Ghost hunter to seek Homer
A Fresno crime-scene investigator to spend 24 hours in old Raymond firehouse.
By Charles McCarthy / The Fresno Bee
 
 

MADERA -- A Fresno ghost hunter has Madera County's blessing to spend 24 hours in the old Raymond fire station, the reputed home of a mischievous spirit named Homer.

Mickey Burrow -- whose regular job is Fresno Police Department crime-scene investigator -- asked county officials for permission to visit the station along with as many as seven fellow hobbyists operating under the name Pacific Haunting Investigations.

Sometime in the next few months, depending on everyone's schedule, they will hunker down for a nightlong effort to capture evidence of ghosts with cameras and equipment that can detect changes in electromagnetic fields.

County officials didn't appear startled by the request. In fact, Supervisor Tom Wheeler of North Fork put on a white sheet just before he and fellow board members voted unanimously last week to give the OK.

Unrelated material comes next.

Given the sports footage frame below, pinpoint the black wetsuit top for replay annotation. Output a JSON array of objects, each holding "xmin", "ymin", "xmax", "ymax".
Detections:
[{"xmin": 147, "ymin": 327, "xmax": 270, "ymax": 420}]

But they're not taking any chances. They required Burrow to sign an agreement not to sue the county for any "injury, property damage or death" that might happen while the ghost hunters are at the fire station.

That didn't scare Burrow away.

"If we feel like there's a threat of danger, we wouldn't go there," Burrow said. "This is not a do-or-die situation."

Since the 1950s, firefighters in the old adobe brick station have traded spooky tales about unexplained thumps, shadowy night visitors, lights that go on and off when no one's around -- and Homer.

According to Raymond folklore, Homer is the last name of a young couple who lived on the site in the 1930s. In a jealous rage after learning that his 17-year-old wife had a gentleman visitor, the husband stabbed her to death with a Bowie knife. He then hanged himself, with barbed wire, from a large oak tree that still stands near the old station's front gate.

Cal Fire crews moved last spring to a new station, and Madera County in June paid the private property owner $91,000 for the 1950 barracks, kitchen and garage on 1.69 acres along Road 600. The county plans to locate a community senior center there while keeping a volunteer fire engine in the garage.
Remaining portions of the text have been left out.